Oh, darling! oh, my love won back to me!
Cling to me once again. My Eleanor!
Sir Joyce can never buy my wife away.
Eleanor.
Oh never, never. Love, I will be strong.
Lady Boycott.
Yes, dear; come in. I was but looking out
At the soft twilight slowly growing specked
With those white stars. A dreamy sort of time
This is, and one forgets the clock goes on
While one is watching stillness so. I fear
I seem discourteous keeping thus apart;
I did not mean it.
Mary.
And I did not think it.
Only your journey has been long--I feared
You might be over weary.
Lady B.
I am tired.
I am always tired, I think. Shall we be missed
Beyond forgiveness if we sit awhile
Here in this quiet, you and I alone,
And dream a little as we used to do
In the old idle days when we were young?
Mary.
Were young! Why I feel nearer to a child
And feel life newer now than when I went,
With all our school-girl ladylike grave airs
And necessary stateliness still worn
With the gloss not yet rubbed off, to play my part
Of bridesmaid to my classmate Eleanor--
Some months I think my elder. Then it seemed
As if months told in age. Do they count still?

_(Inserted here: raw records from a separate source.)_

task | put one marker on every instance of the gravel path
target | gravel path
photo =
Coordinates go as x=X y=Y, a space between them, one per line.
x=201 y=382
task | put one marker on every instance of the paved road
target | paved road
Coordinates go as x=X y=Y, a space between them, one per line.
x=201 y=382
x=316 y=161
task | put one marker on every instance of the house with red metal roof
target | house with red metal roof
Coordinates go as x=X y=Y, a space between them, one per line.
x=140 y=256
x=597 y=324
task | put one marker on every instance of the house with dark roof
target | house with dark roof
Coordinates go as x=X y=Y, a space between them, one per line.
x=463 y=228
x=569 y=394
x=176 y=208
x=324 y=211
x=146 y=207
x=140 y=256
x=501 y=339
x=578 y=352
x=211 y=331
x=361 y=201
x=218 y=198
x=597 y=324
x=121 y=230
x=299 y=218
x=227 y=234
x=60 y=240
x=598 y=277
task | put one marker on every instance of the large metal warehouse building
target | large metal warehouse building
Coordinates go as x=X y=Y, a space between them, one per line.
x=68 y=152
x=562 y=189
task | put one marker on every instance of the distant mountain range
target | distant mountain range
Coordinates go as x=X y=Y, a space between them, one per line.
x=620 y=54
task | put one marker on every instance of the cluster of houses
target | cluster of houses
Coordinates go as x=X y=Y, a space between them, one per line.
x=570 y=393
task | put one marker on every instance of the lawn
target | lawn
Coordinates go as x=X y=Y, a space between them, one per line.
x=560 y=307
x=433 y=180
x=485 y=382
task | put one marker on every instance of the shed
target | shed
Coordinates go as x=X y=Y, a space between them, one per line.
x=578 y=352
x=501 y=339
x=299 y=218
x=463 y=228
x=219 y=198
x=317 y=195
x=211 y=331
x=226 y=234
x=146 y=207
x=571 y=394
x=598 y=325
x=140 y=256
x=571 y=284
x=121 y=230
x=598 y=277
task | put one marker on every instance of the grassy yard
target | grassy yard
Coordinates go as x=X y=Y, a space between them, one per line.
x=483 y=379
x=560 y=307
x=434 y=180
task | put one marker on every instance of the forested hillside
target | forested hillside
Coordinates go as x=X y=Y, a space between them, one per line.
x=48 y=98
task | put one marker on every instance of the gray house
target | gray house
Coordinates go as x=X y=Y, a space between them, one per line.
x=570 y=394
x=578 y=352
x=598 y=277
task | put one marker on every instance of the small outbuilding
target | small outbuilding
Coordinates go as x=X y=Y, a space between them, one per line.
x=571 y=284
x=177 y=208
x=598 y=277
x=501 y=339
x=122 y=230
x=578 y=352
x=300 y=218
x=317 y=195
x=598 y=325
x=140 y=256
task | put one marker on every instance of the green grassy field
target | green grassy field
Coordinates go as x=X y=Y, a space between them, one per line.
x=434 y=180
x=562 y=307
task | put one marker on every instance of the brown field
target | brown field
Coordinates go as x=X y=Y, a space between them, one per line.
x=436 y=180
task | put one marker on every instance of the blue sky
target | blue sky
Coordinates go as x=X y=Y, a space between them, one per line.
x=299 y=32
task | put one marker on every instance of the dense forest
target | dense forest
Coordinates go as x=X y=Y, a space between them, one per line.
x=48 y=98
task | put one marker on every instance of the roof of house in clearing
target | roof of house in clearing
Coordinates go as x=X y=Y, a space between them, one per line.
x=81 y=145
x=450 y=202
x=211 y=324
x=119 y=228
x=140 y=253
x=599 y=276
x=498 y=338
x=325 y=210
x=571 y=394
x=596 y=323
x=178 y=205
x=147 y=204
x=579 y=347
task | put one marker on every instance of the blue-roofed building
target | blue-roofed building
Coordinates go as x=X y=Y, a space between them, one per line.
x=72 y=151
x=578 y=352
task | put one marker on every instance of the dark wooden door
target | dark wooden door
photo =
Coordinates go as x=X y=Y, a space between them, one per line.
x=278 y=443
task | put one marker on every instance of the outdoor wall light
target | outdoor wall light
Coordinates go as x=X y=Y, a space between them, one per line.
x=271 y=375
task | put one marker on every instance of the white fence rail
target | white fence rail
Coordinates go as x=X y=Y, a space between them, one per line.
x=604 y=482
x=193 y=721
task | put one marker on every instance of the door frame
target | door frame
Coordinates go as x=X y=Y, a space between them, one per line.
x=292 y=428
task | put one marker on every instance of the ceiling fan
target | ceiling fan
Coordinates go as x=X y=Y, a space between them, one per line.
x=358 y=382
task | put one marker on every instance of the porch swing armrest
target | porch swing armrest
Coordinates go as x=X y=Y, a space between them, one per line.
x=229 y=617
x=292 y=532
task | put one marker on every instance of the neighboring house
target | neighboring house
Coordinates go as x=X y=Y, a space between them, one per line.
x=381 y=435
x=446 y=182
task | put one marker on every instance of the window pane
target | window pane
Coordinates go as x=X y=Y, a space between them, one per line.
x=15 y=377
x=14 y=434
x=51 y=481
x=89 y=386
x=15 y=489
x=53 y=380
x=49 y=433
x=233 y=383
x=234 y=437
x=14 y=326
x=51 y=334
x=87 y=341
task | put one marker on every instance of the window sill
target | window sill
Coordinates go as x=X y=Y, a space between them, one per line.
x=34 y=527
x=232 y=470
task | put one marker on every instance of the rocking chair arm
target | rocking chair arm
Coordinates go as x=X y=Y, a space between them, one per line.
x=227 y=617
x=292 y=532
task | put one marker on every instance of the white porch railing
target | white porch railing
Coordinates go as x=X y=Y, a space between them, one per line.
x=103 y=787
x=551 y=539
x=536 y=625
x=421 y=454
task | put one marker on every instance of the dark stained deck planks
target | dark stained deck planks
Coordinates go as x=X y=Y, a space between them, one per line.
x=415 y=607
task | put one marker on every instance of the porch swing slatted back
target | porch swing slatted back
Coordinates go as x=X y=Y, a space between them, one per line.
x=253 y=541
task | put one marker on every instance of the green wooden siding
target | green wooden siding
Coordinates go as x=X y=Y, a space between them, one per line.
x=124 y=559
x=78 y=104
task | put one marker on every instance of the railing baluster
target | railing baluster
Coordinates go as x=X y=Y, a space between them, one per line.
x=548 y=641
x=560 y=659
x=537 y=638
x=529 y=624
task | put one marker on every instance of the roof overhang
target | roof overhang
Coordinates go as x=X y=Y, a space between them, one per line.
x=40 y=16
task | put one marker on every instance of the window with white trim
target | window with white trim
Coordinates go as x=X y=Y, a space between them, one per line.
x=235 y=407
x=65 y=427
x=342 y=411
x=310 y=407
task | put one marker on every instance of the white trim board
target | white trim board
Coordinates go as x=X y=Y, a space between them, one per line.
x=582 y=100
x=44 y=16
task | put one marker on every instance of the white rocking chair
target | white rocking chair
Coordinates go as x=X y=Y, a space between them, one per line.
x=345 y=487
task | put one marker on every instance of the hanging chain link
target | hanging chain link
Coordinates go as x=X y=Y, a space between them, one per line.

That was six years ago, and I am young:
And are you old?
Lady B.
Ah! well, you laugh at me.
But I count years by length of heavy days.
It is so different--a girl's time goes
Like music played for dancing; but a wife's--
Ah Mary married women soon grow old.
Mary.
Love is itself a youth; they should be young
Until their husbands die.
Lady B.
And mine is dead.
Mary.
Dear Eleanor! My foolish sudden tongue!
What was I thinking of?
Lady B.
Why not of me.
You had forgotten me, I saw, just then.
Mary, you need not play now at belief
That the happiness of wifely love was mine--
Such love as we believed in when we talked
In our dear wont here, oh! so long ago,
In such soft dusk as this, of what should be
And what should not to make up that pure good
Of loving and of being loved again.
Mary, you know I never loved Sir Joyce.
Mary.
Oh Eleanor! I feared it. But indeed
I think you should not say it--even now.
Lady B.
Oh let me say it, friend, sweet secret friend,
Who will not babble it to the four winds
To have them blow it through the neighbours' homes.
Let me speak but to you, I who have smiled
A cheating silence for so many years.
You do not know the penance to be good
And pretty mannered dull day by dull day,
Lapping one's heart in comfortable sloth
Lest it should fever for its work, its food
Of free bold loving. No, you cannot dream
How one may suffer just by doing right
When in one's heart one knows how under right,
For base of it, there lies a stifled wrong
Which is not dead. Ah me! wrong never dies.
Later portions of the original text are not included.